Running Community: Read & Run Chicago

By San Diego Guide and Chicago Manager Chelsey Stone

Above all, City Fit Tours values the opportunity to showcase our cities. Our guides love their cities, enjoy learning its history (even those born and raised there), and are passionate about sharing that love and learning with visitors. But we’re not the only ones showcasing our cities through running. We’ve gotten to know some of the running communities in our cities and we’d like to showcase one of these for you here: Chicago’s Read & Run.

Read & Run designs running tours based on books. As you’ll see below, sometimes this is essentially a book club and other times the book is simply the inspiration for the run.

Before becoming a guide with City Fit Tours, I was a guide with Read & Run, so I sat down with founder Allison Yates to learn about the incredibly unique experience she brings local runners and how out-of-town visitors can get in on the action too.

What inspired you to start Read & Run?

Allison: I started Read & Run because I was reading a lot and I was running a lot–I realized, I loved these two things. Having just moved to Chicago, I felt very little connection to this place I called home, so I started to read and run to feel more connected on my own. Then I wanted other people to experience it. 

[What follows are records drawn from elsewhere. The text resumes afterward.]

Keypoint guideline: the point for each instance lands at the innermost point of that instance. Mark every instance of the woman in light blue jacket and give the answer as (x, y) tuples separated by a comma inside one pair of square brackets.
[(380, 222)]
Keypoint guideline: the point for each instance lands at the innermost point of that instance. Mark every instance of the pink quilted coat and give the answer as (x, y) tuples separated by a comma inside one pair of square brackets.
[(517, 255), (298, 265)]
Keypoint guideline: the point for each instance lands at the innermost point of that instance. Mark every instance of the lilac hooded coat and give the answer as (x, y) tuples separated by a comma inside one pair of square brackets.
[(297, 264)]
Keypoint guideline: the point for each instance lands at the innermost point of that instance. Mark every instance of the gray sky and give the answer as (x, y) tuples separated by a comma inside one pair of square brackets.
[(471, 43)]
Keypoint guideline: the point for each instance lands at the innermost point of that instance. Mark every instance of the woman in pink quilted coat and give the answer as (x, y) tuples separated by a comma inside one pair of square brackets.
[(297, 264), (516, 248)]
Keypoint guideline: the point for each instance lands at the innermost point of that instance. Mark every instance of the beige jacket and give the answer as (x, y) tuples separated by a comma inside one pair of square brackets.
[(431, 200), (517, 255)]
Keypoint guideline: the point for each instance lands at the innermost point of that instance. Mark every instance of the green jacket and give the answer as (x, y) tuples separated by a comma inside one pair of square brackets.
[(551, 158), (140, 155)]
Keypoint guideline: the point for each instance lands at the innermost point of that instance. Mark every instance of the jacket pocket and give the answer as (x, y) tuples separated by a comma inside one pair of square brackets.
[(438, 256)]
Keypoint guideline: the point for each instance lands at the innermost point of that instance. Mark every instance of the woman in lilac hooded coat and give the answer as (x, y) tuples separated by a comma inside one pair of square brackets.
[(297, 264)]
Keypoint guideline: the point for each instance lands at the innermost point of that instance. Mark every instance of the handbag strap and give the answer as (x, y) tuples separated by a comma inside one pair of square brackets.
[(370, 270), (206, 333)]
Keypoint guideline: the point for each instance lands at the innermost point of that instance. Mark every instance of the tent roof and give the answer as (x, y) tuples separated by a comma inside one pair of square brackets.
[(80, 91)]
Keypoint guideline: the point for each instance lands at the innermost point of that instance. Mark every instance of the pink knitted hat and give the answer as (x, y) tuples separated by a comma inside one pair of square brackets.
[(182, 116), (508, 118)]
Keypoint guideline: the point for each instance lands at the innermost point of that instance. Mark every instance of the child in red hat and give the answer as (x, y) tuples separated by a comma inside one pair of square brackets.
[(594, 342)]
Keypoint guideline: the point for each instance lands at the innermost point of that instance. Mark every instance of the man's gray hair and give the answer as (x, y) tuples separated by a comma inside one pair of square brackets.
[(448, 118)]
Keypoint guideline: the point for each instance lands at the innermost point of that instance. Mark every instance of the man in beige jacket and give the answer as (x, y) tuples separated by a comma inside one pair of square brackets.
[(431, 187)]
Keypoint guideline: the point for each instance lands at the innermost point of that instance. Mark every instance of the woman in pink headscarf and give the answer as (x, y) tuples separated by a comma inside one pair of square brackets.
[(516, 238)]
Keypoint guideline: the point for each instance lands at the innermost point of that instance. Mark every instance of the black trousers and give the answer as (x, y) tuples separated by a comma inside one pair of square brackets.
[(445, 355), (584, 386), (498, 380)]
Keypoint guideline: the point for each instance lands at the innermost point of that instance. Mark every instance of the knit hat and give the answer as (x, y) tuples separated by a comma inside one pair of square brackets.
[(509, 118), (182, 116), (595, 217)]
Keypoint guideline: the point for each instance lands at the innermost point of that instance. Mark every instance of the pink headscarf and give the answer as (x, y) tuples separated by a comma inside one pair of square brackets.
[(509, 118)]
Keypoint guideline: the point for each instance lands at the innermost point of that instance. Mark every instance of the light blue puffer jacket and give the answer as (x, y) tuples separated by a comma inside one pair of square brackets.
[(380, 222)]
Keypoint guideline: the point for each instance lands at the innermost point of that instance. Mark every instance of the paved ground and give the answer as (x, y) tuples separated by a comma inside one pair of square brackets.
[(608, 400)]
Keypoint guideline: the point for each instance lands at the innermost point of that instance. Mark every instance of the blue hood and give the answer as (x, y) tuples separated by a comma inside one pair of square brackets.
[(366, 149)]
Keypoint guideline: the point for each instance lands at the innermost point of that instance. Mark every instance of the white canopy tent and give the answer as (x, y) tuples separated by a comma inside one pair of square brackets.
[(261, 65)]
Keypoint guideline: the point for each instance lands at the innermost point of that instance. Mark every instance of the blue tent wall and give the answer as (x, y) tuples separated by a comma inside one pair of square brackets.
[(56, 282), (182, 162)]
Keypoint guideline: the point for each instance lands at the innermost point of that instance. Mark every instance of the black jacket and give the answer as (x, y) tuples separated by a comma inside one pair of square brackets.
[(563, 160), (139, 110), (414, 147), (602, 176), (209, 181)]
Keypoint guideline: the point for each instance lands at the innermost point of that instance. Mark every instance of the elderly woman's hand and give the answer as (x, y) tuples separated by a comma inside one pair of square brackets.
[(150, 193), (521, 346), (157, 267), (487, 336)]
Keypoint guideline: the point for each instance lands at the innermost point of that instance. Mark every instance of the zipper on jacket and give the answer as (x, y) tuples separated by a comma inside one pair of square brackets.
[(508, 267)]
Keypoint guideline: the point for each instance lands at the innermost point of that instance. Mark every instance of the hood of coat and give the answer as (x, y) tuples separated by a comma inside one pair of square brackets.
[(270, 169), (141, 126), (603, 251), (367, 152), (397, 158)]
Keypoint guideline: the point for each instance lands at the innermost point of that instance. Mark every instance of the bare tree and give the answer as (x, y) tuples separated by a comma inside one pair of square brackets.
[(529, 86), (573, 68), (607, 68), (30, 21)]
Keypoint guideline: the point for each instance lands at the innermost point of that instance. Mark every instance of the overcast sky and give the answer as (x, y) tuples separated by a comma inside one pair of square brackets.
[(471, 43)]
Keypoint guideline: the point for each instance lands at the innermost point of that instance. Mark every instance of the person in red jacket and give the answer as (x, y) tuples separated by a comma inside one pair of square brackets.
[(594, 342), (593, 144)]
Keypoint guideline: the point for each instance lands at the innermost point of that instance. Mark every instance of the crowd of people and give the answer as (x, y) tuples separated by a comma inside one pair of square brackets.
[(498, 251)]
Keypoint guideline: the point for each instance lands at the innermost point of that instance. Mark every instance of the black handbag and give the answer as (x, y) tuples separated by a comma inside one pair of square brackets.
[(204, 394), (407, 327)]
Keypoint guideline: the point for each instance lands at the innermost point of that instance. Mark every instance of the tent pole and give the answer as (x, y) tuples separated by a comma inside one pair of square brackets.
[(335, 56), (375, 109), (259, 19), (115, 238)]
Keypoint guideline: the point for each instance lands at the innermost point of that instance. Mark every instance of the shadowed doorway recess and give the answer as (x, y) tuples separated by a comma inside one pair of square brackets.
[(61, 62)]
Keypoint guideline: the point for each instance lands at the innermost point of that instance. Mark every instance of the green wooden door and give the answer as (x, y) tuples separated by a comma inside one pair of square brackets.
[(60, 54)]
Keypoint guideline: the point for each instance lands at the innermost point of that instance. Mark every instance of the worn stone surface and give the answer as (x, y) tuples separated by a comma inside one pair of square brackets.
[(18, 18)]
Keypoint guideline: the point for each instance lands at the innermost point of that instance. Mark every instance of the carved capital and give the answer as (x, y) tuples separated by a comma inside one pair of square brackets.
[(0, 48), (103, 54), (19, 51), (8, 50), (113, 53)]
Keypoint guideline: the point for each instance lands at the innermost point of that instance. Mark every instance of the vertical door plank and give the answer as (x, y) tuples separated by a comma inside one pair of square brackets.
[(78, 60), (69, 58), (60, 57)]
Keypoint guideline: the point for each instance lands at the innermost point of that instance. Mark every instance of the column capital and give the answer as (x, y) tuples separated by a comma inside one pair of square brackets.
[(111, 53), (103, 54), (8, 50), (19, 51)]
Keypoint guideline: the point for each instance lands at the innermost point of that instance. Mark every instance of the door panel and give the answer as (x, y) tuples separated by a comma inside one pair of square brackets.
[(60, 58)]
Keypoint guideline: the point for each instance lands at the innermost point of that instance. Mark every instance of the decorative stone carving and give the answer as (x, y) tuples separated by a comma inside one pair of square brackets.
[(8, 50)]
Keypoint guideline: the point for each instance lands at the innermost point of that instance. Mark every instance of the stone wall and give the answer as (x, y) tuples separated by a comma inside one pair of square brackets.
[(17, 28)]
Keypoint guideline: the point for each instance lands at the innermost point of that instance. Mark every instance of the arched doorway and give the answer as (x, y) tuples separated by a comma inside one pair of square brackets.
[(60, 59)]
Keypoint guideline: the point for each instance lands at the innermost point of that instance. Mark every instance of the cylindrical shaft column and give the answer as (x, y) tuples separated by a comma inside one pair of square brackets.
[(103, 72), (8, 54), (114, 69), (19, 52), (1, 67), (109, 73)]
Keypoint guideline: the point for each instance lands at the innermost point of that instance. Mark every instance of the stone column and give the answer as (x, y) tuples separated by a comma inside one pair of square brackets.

At first, it was very informal. It was about getting together to talk about books. Then I realized there are these levels of learning: reading and discussing but the next level is the background, the history, the further context to a certain building or neighborhood you're talking about. So that's why I started to pursue the tour aspect to these runs.

Allison describes the significance of this church referenced in South Side Girls, a book set in Chicago’s Bronzeville neighborhood.

Programming, as defined by Allison

  • Running tours: you can show up and not have read the book ahead of time. They are based on books, so you're supposed to be gaining a lot of information without having to do anything prior to the run. You can continue to read about the topic afterwards, if you want to. But if you learned everything you wanted to learn, you're like “great, I don't have to read another book.”

  • Book club runs: meant to be a book club but with a run where you experience the book through movement prior to discussing or as we're running.

  • Trail runs: Because all those trails have stories and backgrounds and can teach us a lot about the plant life in the Chicago River or different policies or native tribes that lived in the area! You can learn so much about Chicago, just on the trail. 

  • General community events: not always focused on specifically a Chicago topic but it might be a Chicago author.

Can anyone join a tour?

Allison: If someone is just in town and is wondering if they should come even though they haven’t read anything, I would say absolutely. Primarily Read & Run events are meant for people who live in the city, but that doesn't mean that anybody can't join–just keep in mind there might be references to places, people, and events that are hyper local. But it’s great if you are a traveler who, like me, wants to know exactly what it is like at this moment in time, in the city you are visiting. It makes you feel like you're getting to know the world in a different way. 

We’re definitely focused on the history of the city, but it's also a lot about who we are, our identity as Chicagoans. So if that's something you're interested in, you'll get a lot of that. And if it’s a topic you really care about, you'll be able to compare how it shows up in Chicago and compare.

Chelsey (right) and Allison (left) preparing for a run of Chicago’s Gold Coast neighborhood to explore its WWII Japanese American community.

Allison’s other favorite Chicago tours

Chicago for Chicagoans: “I love their free citizen-led history walking tours that are really well researched. The people who lead them are the nerdiest, most intense people, and they're all hyper experts. I love their mission of valuing people, everyday people knowing their city's history and why that's important.”

“I also really love historian Sherman Dilla’s Chicago Mahogany tours. He's the Tick Tock historian that has gotten really really famous for good reason. The way he talks about history is hilarious and really digestible, and he focuses on Southside and black history. He makes history approachable for someone who maybe isn't usually into history or a big reader. I don't know how he fits so much information in his head, and how he connects it to so many different contemporary things. He does an incredible job of talking about why history matters today.”